A knock sounded at the door, two soft taps. “Up and at ’em, Legs,” Eli said. “We got vamps to behead.”
“I’m up,” I called out. “I’ll be ready shortly.”
“Yeah, well, don’t get all gussied up. It’ll be a bloody night.” He moved on down the hall.
“Jane?” Bruiser rolled off the mattress and to his feet, once again watching me with that intensity, unexpected and unnerving. “I can’t join you hunting.” He placed a chaste kiss on the back of my hand. “I have other duties. Be safe.”
With no other words, he disappeared back through the bath into his room. Leo-type duties, I assumed. He might not be bound to the MOC, but he was still employed by the chief fanghead.
Alone in my room, I pulled my braided hair into a fighting queue and dressed in vamp-fighting gear. I’ve worn lots of different things when fighting vamps, from nightclothes and flip-flops—total accident—to full-on, high-impact, plastic motorcycle armor secured into my leathers. With the new vamps, I’d need all the good stuff.
I started from the skin out with the silver-over-titanium chain-mail collar Leo Pellissier had given me to replace the one lost in his service. It clasped in place over the gold nugget and mountain lion tooth on the doubled gold chain. I’d bought the chain before the price of gold soared so high. I couldn’t have afforded it at today’s prices. I unrolled and donned the silk-knit long johns that were perfect for hot, sweat-generating sports in cold weather, and laid out the now-tight leathers.

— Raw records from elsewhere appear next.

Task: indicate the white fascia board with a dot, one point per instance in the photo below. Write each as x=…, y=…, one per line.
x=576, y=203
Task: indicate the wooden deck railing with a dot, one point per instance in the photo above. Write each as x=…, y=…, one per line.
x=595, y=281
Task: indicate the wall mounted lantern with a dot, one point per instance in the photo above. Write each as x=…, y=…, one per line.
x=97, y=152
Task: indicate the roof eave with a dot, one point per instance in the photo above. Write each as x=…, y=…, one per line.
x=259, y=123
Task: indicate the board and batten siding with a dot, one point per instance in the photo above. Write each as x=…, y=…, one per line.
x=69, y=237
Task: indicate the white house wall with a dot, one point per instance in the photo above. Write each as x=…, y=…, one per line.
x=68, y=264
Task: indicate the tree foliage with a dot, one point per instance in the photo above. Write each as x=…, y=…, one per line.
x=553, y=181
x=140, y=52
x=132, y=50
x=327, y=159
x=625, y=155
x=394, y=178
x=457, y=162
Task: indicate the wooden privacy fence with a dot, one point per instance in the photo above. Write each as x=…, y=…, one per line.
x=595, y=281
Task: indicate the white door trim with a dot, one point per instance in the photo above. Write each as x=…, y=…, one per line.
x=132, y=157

I inserted the flexible plastic into the specially made slits at elbows, knees, and my own customized areas: inner elbow, back of knee, and groin—places vamps wanted to drink from. The plastic on the inside joints had to be very pliable, and so, while it wasn’t very thick, it was filled with silver foil set into the plastic when it was poured. I pulled on the skintight leather pants and a fleece top before lacing on my combat boots. I zipped up my pants and stomped the boots hard before starting the arduous procedure of weaponing up.

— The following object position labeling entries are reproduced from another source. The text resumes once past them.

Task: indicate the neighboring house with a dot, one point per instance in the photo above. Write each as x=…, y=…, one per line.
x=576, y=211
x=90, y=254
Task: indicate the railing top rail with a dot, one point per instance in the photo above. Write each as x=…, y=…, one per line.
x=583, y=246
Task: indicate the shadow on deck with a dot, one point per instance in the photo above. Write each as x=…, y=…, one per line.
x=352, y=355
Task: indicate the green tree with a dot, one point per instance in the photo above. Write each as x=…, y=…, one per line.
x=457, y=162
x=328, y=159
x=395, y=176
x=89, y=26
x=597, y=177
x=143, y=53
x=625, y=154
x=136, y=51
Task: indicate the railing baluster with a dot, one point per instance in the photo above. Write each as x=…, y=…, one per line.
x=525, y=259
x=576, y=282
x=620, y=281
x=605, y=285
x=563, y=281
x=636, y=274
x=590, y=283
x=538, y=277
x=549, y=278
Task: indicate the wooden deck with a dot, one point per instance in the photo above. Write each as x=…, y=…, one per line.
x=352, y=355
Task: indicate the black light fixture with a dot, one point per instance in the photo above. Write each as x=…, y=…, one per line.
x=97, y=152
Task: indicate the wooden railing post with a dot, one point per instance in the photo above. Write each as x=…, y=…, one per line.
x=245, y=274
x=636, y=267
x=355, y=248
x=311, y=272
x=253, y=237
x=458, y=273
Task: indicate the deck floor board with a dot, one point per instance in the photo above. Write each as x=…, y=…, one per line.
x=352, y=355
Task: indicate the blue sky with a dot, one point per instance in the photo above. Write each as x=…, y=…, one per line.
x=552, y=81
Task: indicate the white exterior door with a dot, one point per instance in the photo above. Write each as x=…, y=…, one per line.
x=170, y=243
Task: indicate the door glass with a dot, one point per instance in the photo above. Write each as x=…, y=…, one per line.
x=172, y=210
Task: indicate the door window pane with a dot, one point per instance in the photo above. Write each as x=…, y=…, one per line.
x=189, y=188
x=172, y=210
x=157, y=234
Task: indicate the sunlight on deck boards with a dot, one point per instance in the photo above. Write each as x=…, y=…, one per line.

I carried thirteen crosses, all silver, all tucked away into pouches or under my jacket so the silver glow that alerted me that a vamp was near didn’t alert them that I was near. Crosses worked on vamps when other forms of religious icons didn’t, because vamps had been created with the wood of the three crosses of Calvary. It had been an act of black magic that went wrong. And didn’t it always?

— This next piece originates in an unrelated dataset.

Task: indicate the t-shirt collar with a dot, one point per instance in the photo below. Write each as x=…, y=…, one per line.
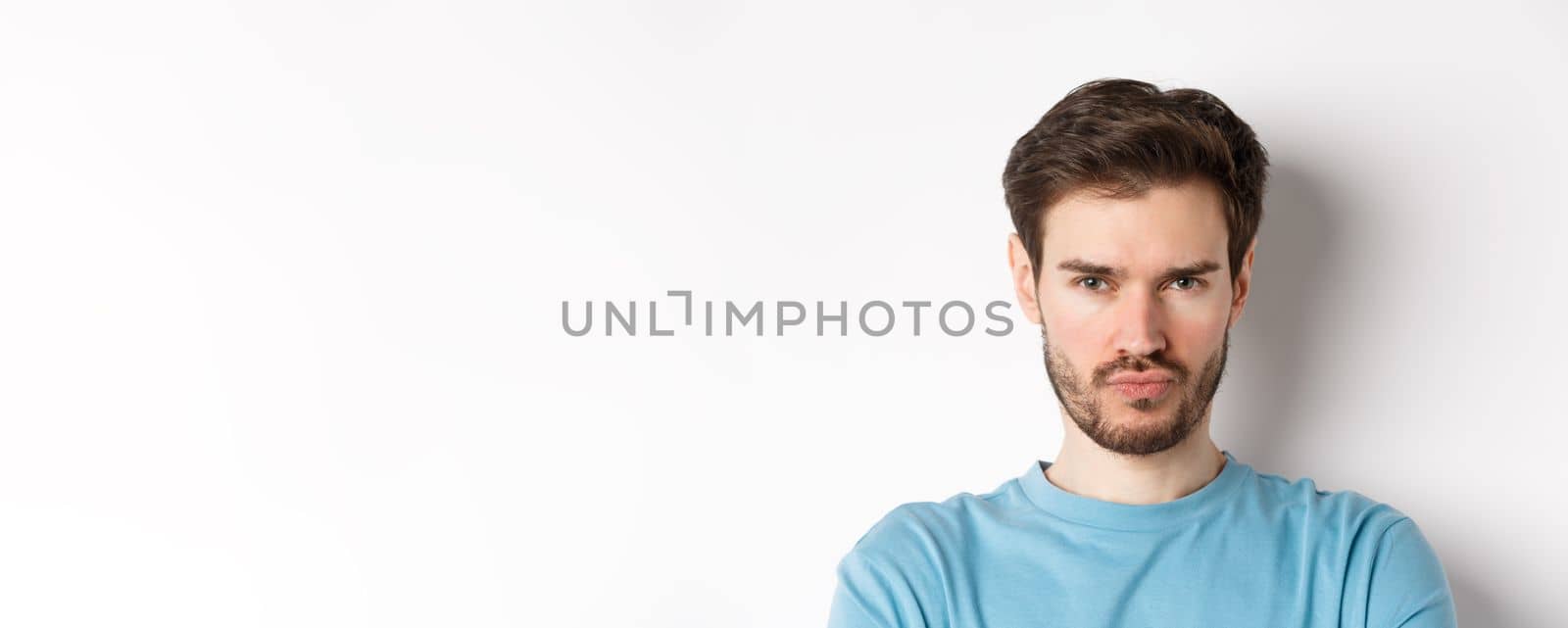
x=1131, y=517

Three throwing knives were in sheaths specially made into the jacket front. Thirteen ash stakes and thirteen silver ones, each about fourteen inches long went into various loops and sheathes, ready at hand no matter how my body might be positioned, the sharpened tips either pointing away from my body or into the plastic protection of the body armor. Five fighting blades came next: the newest vamp-killer I strapped to my left hip for a cross-draw that resembled a sword draw in many ways; a blade into each boot sheath, one into my holster harness, and one in a spine sheath in the back seam of my jacket—a last resort draw that meant I was in major trouble.